A courtroom verdict in  Switzerland is signaling that banks will be under increasing scrutiny for the acts they take and have taken, to combat fraud — stretching back over decades.

The liabilities, and possible penalties, will be significant.

To that end, as reported Monday (June 27), Credit Suisse Group AG was convicted in Switzerland’s federal criminal court of failing to prevent money laundering.

As for the specifics of that case, the bank had been on trial over allegations that Credit Suisse and the former employee did not take appropriate action to stop a Bulgarian drug trafficking outfit from laundering profits through the bank.

Read more: Credit Suisse’s Swiss AML Case Reminds Us That Fraud Is Old School

Credit Suisse was fined the equivalent of $2 million. And, as also was reported Monday, the bank intends to appeal the verdict.

And while we contend that the fine itself is but a drop in the bucket for a company that has hundreds of billions of dollars of cash on hand, the ripple effects will extend beyond Credit Suisse.

That’s because the company’s actions, in that case, date back to 2004 to 2008.  The criminal charges in part lie with an inadequate screening of cash deposits — where as Bloomberg noted, those deposits had been regularly accepted by the aforementioned unnamed banker in amounts exceeding $500,000.

Some observers might charge that the verdict applies today’s anti-fraud standards to yesterday’s “standard operating procedures” — a mismatch of sorts that can ultimately be punitive. Indeed, Credit Suisse has said it is “continuously testing its anti-money laundering framework and has been strengthening it over time, in accordance with evolving regulatory standards.”

Ripple Effects 

Regardless of the fine and the appeal, and the ultimate outcome of that appeal, we can assume that the regulatory gaze will only tighten, certainly in Switzerland, and elsewhere, too.

As reported earlier this month, the U.K. Financial Conduct Authority has put Credit Suisse on a watchlist of companies needing tougher supervision.

And here in the United States, new anti-money laundering reform looms, potentially, through the Enablers Act. That legislation would amend the Bank Secrecy Act by requiring trust companies, lawyers, art dealers, financial advisers and real estate agents to investigate clients and their sources of funds coming into the U.S. financial system.  Middlemen in foreign transactions would be subject to greater scrutiny.

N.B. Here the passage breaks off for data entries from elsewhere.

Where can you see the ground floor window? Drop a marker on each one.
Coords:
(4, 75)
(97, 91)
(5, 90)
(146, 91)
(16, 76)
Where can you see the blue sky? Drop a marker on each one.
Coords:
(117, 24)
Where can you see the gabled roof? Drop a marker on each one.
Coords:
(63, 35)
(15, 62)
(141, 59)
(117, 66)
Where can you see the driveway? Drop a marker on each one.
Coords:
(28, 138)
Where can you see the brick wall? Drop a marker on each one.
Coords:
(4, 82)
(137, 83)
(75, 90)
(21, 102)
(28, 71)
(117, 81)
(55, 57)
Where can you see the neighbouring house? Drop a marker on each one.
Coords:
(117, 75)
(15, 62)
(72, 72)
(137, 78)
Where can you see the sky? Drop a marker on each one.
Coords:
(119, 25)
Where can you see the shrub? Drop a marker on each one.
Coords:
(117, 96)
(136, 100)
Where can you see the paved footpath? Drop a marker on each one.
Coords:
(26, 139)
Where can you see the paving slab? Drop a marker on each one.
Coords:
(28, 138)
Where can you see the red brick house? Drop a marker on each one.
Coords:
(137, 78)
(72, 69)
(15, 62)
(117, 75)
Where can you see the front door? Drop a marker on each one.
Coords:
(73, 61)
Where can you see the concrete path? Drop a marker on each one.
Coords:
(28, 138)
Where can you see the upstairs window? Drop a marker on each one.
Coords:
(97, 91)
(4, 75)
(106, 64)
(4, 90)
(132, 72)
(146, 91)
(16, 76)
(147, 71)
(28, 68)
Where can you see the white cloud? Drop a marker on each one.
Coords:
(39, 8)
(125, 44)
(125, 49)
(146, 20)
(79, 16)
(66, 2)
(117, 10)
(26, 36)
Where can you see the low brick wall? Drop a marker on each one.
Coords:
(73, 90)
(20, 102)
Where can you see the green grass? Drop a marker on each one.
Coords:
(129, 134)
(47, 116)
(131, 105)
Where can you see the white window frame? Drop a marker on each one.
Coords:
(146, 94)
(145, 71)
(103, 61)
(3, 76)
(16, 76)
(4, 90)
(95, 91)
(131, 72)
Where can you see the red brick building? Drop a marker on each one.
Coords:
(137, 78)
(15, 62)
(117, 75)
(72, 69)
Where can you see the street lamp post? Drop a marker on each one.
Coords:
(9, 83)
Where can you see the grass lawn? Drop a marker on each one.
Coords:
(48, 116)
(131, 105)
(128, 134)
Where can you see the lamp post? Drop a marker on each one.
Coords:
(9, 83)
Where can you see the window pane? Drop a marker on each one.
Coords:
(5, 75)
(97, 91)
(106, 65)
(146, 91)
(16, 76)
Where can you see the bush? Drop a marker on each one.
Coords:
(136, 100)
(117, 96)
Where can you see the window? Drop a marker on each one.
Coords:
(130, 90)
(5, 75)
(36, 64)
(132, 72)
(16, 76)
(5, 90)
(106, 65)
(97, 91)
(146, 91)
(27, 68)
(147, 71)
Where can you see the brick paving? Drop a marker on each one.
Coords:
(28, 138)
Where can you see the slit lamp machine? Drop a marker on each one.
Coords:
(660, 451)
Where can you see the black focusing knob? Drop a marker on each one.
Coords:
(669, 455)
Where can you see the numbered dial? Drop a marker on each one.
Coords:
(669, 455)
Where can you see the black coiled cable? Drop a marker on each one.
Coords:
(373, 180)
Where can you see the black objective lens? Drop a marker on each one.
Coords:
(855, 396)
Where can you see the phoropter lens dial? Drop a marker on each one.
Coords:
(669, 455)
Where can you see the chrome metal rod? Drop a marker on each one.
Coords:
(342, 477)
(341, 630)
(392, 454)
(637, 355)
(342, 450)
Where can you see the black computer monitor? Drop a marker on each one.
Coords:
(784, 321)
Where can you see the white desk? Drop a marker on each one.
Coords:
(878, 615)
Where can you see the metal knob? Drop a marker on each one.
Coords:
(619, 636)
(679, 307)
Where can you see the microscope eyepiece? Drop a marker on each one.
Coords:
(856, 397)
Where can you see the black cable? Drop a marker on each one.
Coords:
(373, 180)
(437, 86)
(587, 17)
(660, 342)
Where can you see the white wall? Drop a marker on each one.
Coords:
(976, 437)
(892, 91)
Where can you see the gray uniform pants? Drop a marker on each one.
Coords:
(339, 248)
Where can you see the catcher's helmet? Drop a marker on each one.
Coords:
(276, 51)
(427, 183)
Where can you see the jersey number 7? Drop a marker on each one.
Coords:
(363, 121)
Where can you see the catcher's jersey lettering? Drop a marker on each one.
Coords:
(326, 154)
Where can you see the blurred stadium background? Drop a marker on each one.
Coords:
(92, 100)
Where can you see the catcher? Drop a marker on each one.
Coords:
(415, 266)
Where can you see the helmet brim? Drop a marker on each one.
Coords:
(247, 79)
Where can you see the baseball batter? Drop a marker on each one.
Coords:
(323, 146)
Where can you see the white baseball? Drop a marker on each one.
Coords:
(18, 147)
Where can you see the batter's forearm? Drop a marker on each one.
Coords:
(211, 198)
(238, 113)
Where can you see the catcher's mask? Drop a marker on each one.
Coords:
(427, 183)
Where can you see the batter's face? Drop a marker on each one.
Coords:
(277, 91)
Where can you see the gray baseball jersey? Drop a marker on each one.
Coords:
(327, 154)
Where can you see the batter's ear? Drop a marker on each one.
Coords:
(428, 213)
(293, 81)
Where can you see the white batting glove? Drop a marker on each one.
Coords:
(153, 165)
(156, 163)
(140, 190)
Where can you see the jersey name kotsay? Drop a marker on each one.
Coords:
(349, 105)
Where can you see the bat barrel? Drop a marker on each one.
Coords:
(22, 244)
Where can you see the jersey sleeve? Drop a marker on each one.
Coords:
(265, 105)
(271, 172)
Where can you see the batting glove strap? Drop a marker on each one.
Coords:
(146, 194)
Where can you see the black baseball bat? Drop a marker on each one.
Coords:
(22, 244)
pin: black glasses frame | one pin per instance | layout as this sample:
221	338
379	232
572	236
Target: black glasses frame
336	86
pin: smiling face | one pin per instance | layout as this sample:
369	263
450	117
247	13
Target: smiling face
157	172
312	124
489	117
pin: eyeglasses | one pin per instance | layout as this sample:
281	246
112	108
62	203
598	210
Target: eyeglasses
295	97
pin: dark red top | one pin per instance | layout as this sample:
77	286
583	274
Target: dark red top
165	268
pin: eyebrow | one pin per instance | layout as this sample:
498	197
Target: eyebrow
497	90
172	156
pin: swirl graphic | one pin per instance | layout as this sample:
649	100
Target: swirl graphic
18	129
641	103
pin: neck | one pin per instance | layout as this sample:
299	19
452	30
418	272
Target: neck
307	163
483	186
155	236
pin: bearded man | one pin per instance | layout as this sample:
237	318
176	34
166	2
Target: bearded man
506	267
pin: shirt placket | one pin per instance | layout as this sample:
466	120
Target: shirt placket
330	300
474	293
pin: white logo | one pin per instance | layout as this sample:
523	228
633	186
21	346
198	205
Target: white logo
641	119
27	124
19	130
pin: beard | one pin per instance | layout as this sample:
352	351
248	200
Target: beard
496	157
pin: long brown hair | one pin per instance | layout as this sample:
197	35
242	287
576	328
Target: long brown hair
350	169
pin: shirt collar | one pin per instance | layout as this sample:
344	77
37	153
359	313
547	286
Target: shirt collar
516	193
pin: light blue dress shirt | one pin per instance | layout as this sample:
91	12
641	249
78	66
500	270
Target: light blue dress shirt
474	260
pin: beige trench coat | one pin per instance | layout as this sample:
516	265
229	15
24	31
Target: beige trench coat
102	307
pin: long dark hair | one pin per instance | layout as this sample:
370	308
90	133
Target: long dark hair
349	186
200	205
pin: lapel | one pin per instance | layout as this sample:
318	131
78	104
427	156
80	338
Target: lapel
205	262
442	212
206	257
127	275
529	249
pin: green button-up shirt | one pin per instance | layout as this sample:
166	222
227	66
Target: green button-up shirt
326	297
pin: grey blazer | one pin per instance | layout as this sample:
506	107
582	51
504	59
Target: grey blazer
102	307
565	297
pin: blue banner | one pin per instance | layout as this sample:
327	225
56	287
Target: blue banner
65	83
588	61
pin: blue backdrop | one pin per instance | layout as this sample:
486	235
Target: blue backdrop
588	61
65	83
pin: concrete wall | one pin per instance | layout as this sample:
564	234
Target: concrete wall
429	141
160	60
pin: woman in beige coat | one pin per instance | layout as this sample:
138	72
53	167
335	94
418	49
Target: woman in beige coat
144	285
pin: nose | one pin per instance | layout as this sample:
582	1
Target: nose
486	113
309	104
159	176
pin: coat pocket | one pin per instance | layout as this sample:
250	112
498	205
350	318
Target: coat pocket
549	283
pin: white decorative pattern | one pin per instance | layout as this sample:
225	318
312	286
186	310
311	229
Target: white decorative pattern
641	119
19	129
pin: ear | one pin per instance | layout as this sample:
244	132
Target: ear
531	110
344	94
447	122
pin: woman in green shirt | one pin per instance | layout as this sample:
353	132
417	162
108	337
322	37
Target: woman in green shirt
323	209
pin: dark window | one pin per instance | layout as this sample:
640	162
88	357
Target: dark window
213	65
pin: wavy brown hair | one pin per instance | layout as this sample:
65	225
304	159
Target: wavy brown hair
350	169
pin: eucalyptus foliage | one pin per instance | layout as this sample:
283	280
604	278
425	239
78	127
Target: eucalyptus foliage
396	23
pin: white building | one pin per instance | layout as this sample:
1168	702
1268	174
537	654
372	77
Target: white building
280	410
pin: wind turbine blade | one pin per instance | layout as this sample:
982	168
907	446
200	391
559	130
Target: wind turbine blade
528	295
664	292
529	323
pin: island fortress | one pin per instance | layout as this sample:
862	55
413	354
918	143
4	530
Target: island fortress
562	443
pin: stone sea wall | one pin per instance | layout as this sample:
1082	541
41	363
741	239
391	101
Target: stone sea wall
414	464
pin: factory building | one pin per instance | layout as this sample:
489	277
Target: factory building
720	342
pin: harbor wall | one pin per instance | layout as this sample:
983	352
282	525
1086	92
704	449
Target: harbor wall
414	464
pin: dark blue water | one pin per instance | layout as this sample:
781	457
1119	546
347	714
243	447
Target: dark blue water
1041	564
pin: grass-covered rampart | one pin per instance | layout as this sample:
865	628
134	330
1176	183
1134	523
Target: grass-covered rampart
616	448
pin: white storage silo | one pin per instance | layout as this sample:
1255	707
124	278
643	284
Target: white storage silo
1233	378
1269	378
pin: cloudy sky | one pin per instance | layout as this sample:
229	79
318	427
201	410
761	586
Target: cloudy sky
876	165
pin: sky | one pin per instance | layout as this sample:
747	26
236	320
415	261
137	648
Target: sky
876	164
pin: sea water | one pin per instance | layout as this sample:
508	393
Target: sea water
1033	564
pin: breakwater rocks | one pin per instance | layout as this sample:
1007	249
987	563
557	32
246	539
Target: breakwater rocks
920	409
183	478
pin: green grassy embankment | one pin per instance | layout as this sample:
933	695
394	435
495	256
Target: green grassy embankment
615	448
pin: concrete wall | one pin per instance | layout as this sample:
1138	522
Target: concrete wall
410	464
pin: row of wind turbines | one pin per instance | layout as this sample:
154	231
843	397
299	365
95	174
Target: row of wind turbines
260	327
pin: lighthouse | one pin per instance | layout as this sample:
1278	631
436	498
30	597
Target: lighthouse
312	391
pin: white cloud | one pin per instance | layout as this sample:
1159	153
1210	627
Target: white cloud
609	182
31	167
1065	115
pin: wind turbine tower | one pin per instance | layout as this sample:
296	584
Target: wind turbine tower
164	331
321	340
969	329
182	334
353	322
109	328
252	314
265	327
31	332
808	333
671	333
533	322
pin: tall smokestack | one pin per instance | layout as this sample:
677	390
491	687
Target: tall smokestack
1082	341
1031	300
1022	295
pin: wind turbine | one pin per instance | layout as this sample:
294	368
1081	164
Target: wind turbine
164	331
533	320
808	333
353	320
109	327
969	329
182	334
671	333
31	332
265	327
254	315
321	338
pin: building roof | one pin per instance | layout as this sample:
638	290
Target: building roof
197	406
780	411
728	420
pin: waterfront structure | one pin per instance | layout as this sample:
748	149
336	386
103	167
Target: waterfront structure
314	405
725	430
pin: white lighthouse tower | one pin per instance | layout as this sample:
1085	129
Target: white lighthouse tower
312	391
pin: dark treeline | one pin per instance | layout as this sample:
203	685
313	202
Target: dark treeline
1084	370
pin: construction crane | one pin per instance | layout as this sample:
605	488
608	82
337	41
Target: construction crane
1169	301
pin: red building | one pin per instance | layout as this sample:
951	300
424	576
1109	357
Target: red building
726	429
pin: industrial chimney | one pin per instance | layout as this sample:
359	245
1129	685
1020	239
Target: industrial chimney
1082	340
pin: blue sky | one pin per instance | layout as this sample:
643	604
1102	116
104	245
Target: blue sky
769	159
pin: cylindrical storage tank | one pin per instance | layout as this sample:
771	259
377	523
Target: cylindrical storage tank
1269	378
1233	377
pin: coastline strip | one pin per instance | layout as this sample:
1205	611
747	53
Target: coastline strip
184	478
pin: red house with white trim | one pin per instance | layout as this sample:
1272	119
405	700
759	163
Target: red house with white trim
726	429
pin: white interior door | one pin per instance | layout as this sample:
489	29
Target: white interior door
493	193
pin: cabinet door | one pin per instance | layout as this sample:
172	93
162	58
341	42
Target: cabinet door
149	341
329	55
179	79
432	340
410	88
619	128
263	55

Read Also: Congress Closer to Passing Major Money Laundering Rule

In an interview with PYMNTS’ Karen Webster earlier in 2022, Annegret Funke, head of Financial Crime at Featurespace,  said banks face challenges because AML and know your customer (KYC) efforts at banks tend to be siloed.  Banks can do much to short-circuit money laundering schemes by focusing on the source of funds, linking customers to an “overlay” of several layers of controls.  Different departments within the bank have the independence to raise AML concerns, beyond simply “ticking boxes” that are related to their internal processes, she told Webster, in a holistic approach to fighting fraud.